Eddy Current Testing

Principles. Based on electromagnetic induction, eddy current testing is used to identify or differentiate among a wide variety of physical, structural and metallurgical conditions in electrically conductive ferromagnetic and nonferromagnetic metals and metal parts. The method is based on indirect measurement and on correlation between the instrument reading and the structural characteristics and serviceability of the parts being examined.

With a basic system, the part is placed within or adjacent to an electric coil in which high frequency alternating current is flowing. This excitation current establishes an electromagnetic field around the coil. This primary field causes eddy current to flow in the part because of electromagnetic induction. Inversely, the eddy currents affected by all characteristics (conductivity, permeability, thickness, discontinuities and geometry) of the part create a secondary magnetic field that opposes the primary field. The results of this interaction affect the coil voltage and can be displayed in a variety of methods.

Eddy currents flow in closed loops in the part or air. Their two most important characteristics, amplitude and phase, are influenced by the arrangement and characteristics of the instrumentation and test piece. For example, during the test of a tube the eddy currents flow symmetrically in the tube when discontinuities are not present. However, when a crack is present, then the eddy current flow is impeded and changed in direction, causing significant changes in the associated electromagnetic field.

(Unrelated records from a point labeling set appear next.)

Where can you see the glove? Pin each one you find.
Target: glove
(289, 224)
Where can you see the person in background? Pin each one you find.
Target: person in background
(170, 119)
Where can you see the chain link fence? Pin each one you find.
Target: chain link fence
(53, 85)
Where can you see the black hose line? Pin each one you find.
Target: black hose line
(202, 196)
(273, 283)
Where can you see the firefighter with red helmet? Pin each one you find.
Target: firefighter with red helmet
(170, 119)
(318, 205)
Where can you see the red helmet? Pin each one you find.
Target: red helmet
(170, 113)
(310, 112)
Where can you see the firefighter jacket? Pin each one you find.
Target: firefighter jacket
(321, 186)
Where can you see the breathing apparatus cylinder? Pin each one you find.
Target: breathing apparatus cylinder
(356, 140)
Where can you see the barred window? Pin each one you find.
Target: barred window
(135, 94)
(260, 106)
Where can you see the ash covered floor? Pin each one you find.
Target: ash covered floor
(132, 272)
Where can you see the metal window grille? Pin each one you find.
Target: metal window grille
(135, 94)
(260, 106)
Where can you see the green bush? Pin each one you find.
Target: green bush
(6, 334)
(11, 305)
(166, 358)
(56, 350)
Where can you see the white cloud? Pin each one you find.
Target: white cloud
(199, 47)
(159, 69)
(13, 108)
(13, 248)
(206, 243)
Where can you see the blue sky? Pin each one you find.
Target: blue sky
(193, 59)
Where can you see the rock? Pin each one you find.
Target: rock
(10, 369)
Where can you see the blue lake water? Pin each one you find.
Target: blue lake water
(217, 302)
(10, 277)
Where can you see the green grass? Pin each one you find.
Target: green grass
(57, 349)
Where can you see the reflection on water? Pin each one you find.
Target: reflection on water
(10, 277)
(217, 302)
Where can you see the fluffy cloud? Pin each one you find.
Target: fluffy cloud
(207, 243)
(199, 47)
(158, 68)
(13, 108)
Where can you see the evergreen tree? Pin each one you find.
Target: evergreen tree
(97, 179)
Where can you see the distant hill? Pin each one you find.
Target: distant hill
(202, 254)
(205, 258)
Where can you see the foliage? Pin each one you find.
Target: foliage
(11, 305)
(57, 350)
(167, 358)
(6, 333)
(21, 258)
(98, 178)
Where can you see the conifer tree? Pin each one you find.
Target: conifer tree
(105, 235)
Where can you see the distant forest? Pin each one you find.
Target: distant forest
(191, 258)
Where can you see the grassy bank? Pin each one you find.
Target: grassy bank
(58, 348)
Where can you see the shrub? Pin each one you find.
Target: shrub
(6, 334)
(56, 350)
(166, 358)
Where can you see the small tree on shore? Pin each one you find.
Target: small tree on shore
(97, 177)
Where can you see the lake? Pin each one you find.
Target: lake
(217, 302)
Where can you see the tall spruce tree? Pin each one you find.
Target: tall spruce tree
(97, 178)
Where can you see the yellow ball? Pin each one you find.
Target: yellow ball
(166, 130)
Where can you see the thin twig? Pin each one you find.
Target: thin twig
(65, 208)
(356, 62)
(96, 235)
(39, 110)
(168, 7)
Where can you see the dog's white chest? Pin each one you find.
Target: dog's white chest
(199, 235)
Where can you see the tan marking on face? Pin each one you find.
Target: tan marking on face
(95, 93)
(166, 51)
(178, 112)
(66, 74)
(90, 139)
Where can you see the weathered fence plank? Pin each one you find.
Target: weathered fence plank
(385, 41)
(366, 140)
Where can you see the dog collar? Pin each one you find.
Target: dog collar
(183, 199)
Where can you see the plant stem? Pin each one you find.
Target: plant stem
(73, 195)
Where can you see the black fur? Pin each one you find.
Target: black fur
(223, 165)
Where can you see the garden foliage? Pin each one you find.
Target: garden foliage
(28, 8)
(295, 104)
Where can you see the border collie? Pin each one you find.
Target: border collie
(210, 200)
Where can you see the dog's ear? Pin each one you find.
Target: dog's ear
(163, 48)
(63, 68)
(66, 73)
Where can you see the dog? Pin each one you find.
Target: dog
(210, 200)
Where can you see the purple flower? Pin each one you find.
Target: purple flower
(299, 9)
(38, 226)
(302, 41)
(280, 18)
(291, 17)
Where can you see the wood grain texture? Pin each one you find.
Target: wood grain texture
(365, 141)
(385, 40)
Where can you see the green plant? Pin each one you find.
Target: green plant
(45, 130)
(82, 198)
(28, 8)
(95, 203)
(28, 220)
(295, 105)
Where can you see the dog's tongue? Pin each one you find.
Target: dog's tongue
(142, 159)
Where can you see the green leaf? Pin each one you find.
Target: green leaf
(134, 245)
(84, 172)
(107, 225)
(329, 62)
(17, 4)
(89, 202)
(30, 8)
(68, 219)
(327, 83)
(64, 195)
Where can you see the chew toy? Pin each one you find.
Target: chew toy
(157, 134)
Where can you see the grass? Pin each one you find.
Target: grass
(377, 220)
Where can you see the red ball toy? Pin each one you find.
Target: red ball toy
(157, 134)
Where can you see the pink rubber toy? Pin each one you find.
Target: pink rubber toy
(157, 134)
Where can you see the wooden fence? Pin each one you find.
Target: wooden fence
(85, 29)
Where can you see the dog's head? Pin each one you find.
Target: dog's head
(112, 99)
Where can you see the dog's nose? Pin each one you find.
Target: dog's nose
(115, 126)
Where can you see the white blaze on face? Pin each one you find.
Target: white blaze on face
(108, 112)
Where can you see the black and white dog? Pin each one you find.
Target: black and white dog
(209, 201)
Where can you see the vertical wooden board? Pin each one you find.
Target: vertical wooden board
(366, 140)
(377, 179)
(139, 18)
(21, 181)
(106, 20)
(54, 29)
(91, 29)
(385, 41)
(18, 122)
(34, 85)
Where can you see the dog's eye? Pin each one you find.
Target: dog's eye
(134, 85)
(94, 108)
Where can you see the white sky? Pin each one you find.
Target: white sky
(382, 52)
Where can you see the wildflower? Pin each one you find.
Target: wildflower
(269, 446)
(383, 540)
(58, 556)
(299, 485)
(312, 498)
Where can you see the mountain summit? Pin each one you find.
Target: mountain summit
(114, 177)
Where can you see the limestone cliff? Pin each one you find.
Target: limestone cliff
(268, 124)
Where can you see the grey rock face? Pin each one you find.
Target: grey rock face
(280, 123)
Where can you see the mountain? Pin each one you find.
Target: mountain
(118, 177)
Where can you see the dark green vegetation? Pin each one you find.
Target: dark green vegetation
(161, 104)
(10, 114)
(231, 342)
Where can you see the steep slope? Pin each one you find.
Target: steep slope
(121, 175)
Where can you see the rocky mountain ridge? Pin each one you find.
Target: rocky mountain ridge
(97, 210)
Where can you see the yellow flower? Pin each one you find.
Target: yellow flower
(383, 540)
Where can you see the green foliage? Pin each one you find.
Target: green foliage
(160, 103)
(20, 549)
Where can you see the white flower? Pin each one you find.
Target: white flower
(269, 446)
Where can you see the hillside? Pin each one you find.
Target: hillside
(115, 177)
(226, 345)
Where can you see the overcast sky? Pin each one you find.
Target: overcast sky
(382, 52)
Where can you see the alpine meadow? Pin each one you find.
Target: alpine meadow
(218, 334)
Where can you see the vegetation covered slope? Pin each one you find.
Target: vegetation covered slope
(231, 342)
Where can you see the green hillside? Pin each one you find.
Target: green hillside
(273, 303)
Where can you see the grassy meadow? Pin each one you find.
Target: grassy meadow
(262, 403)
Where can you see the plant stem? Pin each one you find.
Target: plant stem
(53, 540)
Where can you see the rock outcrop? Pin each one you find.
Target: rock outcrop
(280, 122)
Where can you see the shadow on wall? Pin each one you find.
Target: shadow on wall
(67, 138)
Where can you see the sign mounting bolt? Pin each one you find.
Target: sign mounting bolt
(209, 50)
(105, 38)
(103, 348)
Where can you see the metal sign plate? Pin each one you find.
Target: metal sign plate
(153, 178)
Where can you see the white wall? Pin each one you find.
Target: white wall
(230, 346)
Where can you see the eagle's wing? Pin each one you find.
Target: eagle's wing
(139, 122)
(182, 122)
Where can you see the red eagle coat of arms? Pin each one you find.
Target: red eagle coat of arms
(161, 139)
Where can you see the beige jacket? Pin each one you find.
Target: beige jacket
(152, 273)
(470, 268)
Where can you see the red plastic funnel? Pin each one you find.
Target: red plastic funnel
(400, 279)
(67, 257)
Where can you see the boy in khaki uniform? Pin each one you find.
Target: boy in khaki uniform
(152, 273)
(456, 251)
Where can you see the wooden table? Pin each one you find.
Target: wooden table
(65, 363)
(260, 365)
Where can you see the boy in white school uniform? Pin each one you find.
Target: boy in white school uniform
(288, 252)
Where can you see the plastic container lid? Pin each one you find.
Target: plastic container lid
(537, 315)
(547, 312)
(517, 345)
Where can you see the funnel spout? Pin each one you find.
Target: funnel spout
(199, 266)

Applications. An important industrial use of eddy current testing is on heat exchanger tubing. For example, eddy current testing is often specified for thin wall tubing in pressurized water reactors, steam generators, turbine condensers and air conditioning heat exchangers. Eddy current testing is also used often in  aircraft maintenance. The following are some of the typical material  haracteristics that can be evaluated by eddy current testing: cracks, inclusions, dents and holes; grain size and hardness; coating and material thickness; dimensions and geometry; composition, conductivity or permeability; and alloy composition.